RALEIGH, N.C. (WGHP) – In a decision released late Friday, the new Republican majority on the North Carolina Supreme Court moved to undo another decision made by the court last year, ruling that the state does not have to release millions of dollars in court-ordered funds for education in North Carolina.

This is the case you probably know simply as “Leandro,” which is shorthand for the suit filed in 1994 by a group of five minority-majority counties – Hoke, Halifax, Robeson, Vance and Cumberland – under Hoke County Board of Education, et al, v. State of North Carolina et al, which eventually found that not all students were equally funded.

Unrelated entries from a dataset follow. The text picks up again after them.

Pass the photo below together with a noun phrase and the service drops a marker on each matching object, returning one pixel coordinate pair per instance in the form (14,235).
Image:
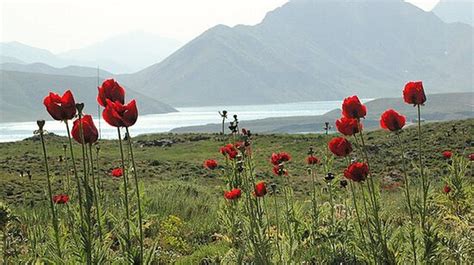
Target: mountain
(125,53)
(455,11)
(17,52)
(315,50)
(438,107)
(9,59)
(21,95)
(42,68)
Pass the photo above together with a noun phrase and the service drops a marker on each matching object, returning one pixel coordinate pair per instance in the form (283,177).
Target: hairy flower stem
(407,194)
(277,226)
(354,201)
(333,222)
(96,200)
(125,187)
(99,185)
(66,168)
(137,190)
(50,199)
(375,205)
(314,202)
(76,175)
(89,199)
(424,183)
(367,221)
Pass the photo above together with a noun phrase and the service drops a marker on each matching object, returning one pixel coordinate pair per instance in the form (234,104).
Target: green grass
(176,184)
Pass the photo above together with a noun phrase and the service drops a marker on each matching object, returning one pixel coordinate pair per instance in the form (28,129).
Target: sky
(61,25)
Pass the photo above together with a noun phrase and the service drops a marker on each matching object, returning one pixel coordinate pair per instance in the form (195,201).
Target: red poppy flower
(447,154)
(279,171)
(413,93)
(112,91)
(89,130)
(392,120)
(260,189)
(281,157)
(117,172)
(352,108)
(229,151)
(446,189)
(210,164)
(340,146)
(348,126)
(357,171)
(60,108)
(232,194)
(312,160)
(119,115)
(60,198)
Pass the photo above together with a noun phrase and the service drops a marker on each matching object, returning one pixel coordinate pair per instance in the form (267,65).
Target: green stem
(375,206)
(99,184)
(96,200)
(277,237)
(407,194)
(135,175)
(68,179)
(423,179)
(125,186)
(50,194)
(88,195)
(76,176)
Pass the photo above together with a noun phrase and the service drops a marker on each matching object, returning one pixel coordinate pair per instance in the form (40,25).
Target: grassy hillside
(182,199)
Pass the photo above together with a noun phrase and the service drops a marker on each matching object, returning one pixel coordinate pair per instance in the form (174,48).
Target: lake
(189,116)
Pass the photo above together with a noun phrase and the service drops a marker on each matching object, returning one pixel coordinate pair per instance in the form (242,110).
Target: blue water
(153,123)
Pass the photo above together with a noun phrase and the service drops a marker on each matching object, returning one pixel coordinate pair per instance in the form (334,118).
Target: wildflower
(117,172)
(229,151)
(232,194)
(352,108)
(413,93)
(89,130)
(278,158)
(329,176)
(357,171)
(60,198)
(348,126)
(112,91)
(343,183)
(118,115)
(392,120)
(260,189)
(210,164)
(340,146)
(60,107)
(447,154)
(312,160)
(279,170)
(446,189)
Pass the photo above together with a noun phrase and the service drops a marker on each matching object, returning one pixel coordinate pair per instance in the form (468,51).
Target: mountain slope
(455,11)
(21,95)
(42,68)
(126,53)
(315,50)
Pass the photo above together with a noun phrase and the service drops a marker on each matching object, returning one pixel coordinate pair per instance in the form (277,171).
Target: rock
(159,143)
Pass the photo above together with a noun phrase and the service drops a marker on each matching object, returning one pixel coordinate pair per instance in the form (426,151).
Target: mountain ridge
(315,50)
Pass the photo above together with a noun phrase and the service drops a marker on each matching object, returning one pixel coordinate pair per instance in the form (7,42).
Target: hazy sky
(60,25)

Leandro – so named for a middle school student who was named as a plaintiff – has had more than one version and many hearings, rulings and appeals. In November the Supreme Court backed a ruling from November 2021 by Wake County Superior Court Judge David Lee that ordered the General Assembly to transfer $1.75 billion into the state budget to cover the amount owed for the next three years, with $1.5 billion going to the state Department of Public Instruction for the 115 public school districts, $189.9 million to the Department of Health and Human Services and $41.3 million to the UNC system.

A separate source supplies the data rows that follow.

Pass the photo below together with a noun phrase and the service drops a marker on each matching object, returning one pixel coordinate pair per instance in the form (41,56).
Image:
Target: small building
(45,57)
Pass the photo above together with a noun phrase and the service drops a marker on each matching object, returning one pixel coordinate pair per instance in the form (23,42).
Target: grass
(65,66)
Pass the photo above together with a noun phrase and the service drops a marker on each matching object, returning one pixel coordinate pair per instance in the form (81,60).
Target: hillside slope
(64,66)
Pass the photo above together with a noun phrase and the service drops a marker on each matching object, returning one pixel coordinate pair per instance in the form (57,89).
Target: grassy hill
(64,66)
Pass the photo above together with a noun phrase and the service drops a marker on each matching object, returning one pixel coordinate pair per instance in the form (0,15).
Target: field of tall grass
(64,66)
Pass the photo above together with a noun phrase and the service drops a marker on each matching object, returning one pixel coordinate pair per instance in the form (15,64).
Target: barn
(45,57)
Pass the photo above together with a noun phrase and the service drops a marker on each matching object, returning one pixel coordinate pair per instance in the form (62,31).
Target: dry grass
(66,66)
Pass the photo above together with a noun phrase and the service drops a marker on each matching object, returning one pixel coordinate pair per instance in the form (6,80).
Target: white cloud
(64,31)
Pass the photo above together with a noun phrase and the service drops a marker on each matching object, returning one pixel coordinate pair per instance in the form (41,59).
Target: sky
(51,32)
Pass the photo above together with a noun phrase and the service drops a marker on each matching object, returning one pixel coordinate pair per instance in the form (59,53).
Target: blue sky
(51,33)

That ruling, made along the lines of the court’s then-Democratic majority, 4-3, had overturned a decision by the Court of Appeals that had overruled Lee’s decision. You follow?

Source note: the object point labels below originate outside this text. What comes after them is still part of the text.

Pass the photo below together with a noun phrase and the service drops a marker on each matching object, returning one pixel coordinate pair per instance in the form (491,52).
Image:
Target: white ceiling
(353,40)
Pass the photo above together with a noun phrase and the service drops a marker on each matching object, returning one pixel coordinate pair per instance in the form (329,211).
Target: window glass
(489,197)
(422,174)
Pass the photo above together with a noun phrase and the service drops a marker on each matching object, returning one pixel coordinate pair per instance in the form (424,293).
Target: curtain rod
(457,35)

Then Lee had died, and the amounts had since November been lowered to $785 million by newly appointed judges. Still another new judge, James Ammons, was supposed to take up the case soon.

NC Supreme Court Associate Justice Anita Earls
NC Supreme Court Associate Justice Trey Allen

But all that was hit with a major “pause” button Friday, when a new Republican justice, Trey Allen, wrote for a 5-2 GOP majority that the case had not fully answered questions brought about funding from State Controller Nels Roseland.

“Specifically, the Controller argues that there are many issues presented in this case that were left unaddressed in the Court’s earlier opinion,” Allen wrote.

Associate Justice Anita Earls, writing in dissent, called the petition and ruling “an attempt to make an end run around the Rules of Appellate Procedure regarding rehearing and merely seeks rehearing on issues this Court already has decided.”

She labeled as “illogical” arguments presented by the controller that he could be subject to criminal and civil liabilities for carrying out the court’s order. She also argues that the issues raised in his argument had been fully addressed in the decision she called “Leandro IV.”

Lee, the judge who ordered the transfer of the money, was replaced last year, by order of Chief Justice Paul Newby, with Judge Michael L. Robinson, who in April ruled lawmakers did have to pay the full amount but overturned Lee’s directive and didn’t tell them how to pay the $785.1 million he said the state owed under the original judgment.

The General Assembly, which had passed a 2-year budget that would partially fund the Leandro directive, continued to argue – as it has under both Democratic and Republican control – that only lawmakers could spend the money and not the courts.

This followed an appeal filed last fall by then-state Comptroller Linda Combs when the state Court of Appeals, by a 2-1 margin, ruled that Lee had no right to order the state to pay the $1.7 billion. Roseland replaced Combs.

The Supreme Court’s new Republican majority – the GOP has not had control of the Supreme Court since the election of justices were required by the General Assembly to be partisan – also last month stepped into two other decisions made by its predecessors, agreeing to rehear on decisions from December about voter ID and redistricting.